Gastkommentar: Corona zeigt: Ein schwacher Staat ist keine Lösung

Marcel Fratzscher
Nicht wenige Menschen werfen dem Staat und seinen Institutionen in der Pandemie Versagen vor. Auch wenn Politik und Institutionen Fehler gemacht und strukturelle Schwächen offenbart haben: Diese Kritik ist fehlgeleitet. Denn kaum ein anderes Land hat die Pandemie mit Blick auf den Schutz von Menschenleben, Gesundheit, Wirtschaft und Grundrechten so erfolgreich gemeistert wie Deutschland – dank eines starken Sozialstaats und guter staatlicher Institutionen.
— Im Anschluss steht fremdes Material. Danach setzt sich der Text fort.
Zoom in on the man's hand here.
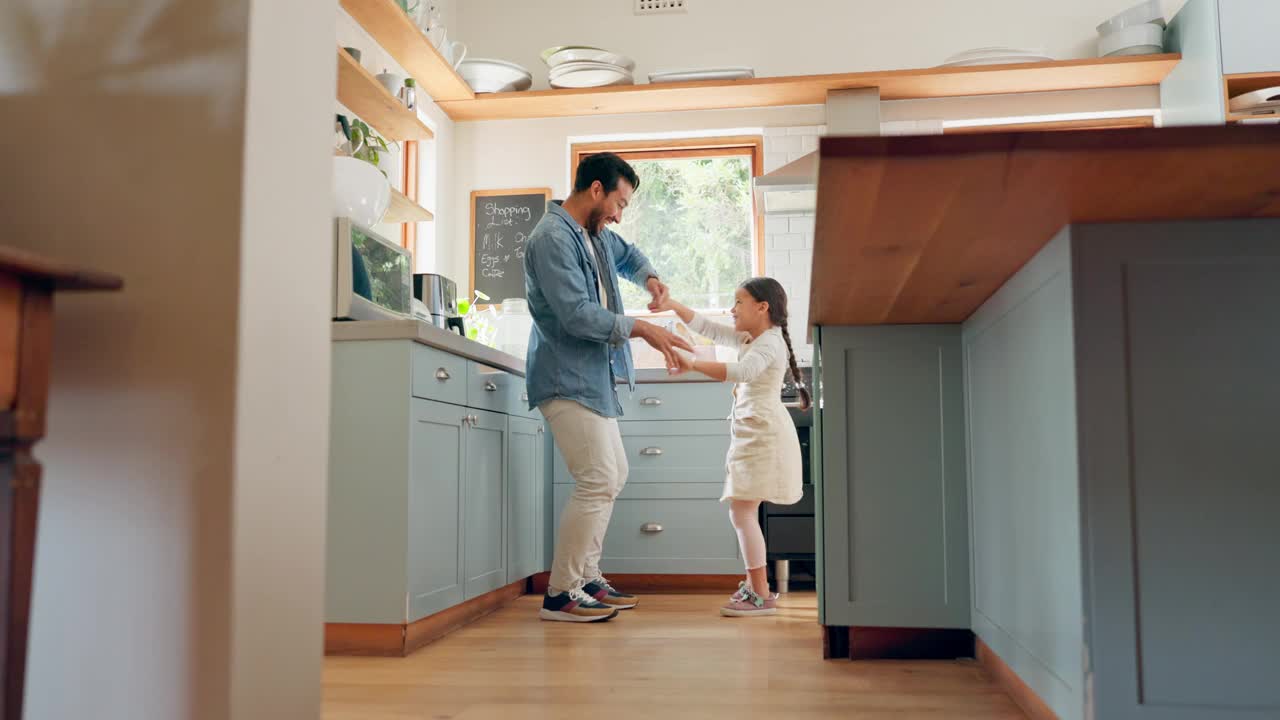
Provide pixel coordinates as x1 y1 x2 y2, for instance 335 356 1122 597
644 277 671 313
631 320 694 370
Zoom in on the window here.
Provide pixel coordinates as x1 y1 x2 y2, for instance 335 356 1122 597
572 137 763 313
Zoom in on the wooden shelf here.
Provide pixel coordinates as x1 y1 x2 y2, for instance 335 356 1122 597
1222 72 1280 123
338 47 435 140
342 0 475 102
809 127 1280 325
383 187 435 223
437 54 1181 120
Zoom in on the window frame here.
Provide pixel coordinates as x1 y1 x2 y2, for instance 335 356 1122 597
568 135 765 293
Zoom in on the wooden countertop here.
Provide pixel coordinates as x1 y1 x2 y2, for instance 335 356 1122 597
809 127 1280 325
0 246 124 291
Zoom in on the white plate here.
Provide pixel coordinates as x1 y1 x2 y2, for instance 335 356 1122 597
1098 23 1165 58
541 45 605 63
938 55 1053 68
458 58 534 92
1230 86 1280 113
649 68 755 83
1098 0 1165 35
547 47 636 70
942 47 1044 65
548 61 631 78
550 68 635 87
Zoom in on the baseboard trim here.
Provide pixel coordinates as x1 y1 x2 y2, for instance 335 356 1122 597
530 573 746 594
978 638 1059 720
324 580 526 657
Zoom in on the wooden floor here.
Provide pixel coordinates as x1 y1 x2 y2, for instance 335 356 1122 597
324 593 1024 720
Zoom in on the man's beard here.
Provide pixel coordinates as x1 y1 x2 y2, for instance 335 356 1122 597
586 210 604 236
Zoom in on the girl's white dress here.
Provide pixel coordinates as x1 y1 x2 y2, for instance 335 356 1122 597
689 314 803 505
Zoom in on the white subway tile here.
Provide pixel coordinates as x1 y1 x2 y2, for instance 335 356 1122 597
764 250 791 273
771 233 804 250
787 215 818 234
764 136 800 154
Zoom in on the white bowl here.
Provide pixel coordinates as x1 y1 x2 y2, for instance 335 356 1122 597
333 158 392 228
1098 0 1165 35
1098 23 1165 58
458 58 534 92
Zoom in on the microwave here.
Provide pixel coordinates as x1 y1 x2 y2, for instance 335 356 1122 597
333 218 413 320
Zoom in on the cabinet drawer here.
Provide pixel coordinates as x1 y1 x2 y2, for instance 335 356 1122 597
467 360 525 413
618 383 733 421
413 345 467 405
556 483 742 574
554 420 730 484
507 375 543 421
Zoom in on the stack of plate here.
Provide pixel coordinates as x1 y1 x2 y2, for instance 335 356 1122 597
1230 86 1280 115
649 67 755 82
1098 0 1165 58
940 47 1053 68
458 58 534 92
543 45 636 87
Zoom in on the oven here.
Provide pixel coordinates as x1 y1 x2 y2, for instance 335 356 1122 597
760 368 818 592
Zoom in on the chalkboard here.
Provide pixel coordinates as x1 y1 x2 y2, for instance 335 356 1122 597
471 188 552 304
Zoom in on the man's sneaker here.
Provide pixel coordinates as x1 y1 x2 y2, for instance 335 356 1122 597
538 589 618 623
582 578 640 610
721 582 778 618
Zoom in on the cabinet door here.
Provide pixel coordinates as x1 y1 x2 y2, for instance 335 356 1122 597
462 409 507 600
507 418 545 583
820 325 970 628
408 398 467 621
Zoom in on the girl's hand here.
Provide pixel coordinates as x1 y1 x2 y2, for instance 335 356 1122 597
676 350 696 375
649 293 676 314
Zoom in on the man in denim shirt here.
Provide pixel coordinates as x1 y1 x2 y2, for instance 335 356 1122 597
525 152 692 623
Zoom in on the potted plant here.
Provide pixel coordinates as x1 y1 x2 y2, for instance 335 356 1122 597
338 115 399 177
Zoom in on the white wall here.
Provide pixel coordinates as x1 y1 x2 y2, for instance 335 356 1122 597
333 9 456 273
0 0 334 720
458 0 1181 87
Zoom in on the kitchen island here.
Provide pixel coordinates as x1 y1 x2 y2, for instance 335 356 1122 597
325 320 741 655
810 128 1280 720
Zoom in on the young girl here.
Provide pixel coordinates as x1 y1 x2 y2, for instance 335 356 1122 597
653 278 809 618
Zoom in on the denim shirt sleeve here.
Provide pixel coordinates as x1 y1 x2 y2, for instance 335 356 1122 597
529 225 635 347
600 229 658 287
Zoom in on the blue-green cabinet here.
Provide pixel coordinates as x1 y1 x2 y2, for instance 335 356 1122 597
507 416 548 583
408 398 466 620
819 325 969 628
462 410 507 600
325 340 552 625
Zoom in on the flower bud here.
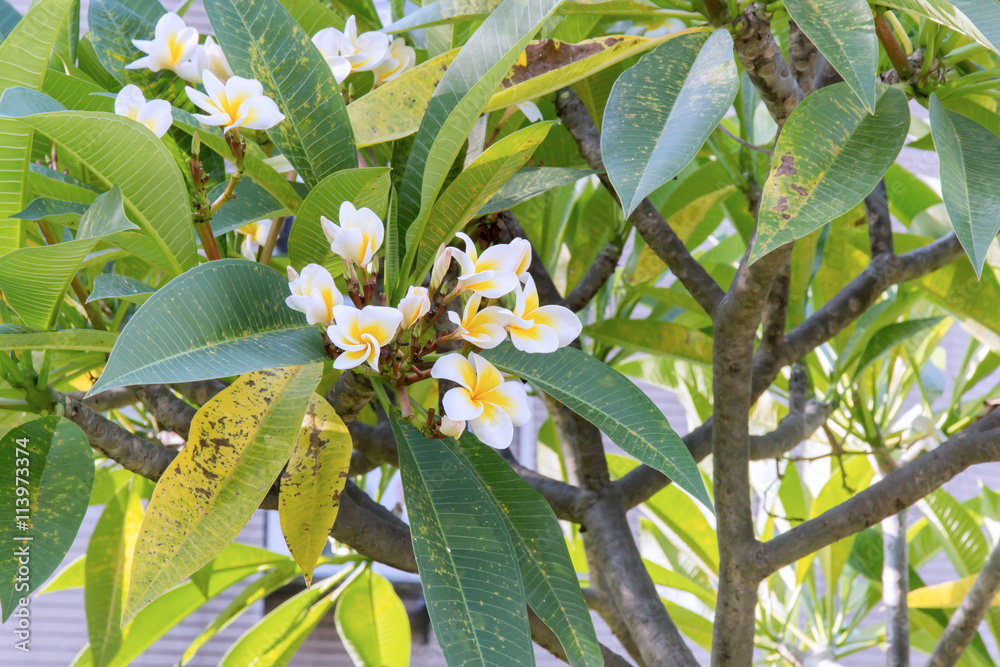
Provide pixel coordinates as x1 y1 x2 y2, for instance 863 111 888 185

Die richtige Lehre aus der Pandemie sollte daher nicht die Schwächung des Staates sein, sondern eine grundlegende Reform seiner Institutionen und Regeln, sodass eine neue, moderne Ordnungspolitik entstehen kann. Ludwig Erhard hat seine Vision der Ordnungspolitik mit einem Fußballspiel verglichen: Die Mannschaften sind die Marktteilnehmer, und der Staat ist der Schiedsrichter, der die Einhaltung der Regeln sicherstellt, aber nicht selbst mitspielen darf.
Die Kritiker*innen in der Pandemie monieren, der Staat würde immer mehr zum Spieler, zum „Unternehmerstaat“, der seine Rolle überschreite und damit selbst zur Ursache von Marktversagen geworden sei. Das ist jedoch falsch. Die großen Krisen der vergangenen 30 Jahre wurden verursacht oder verstärkt, weil der Staat zu häufig die Rolle des Schiedsrichters vernachlässigt und die Regelsetzung und die Kontrolle der Regeln an private Unternehmen verloren hat.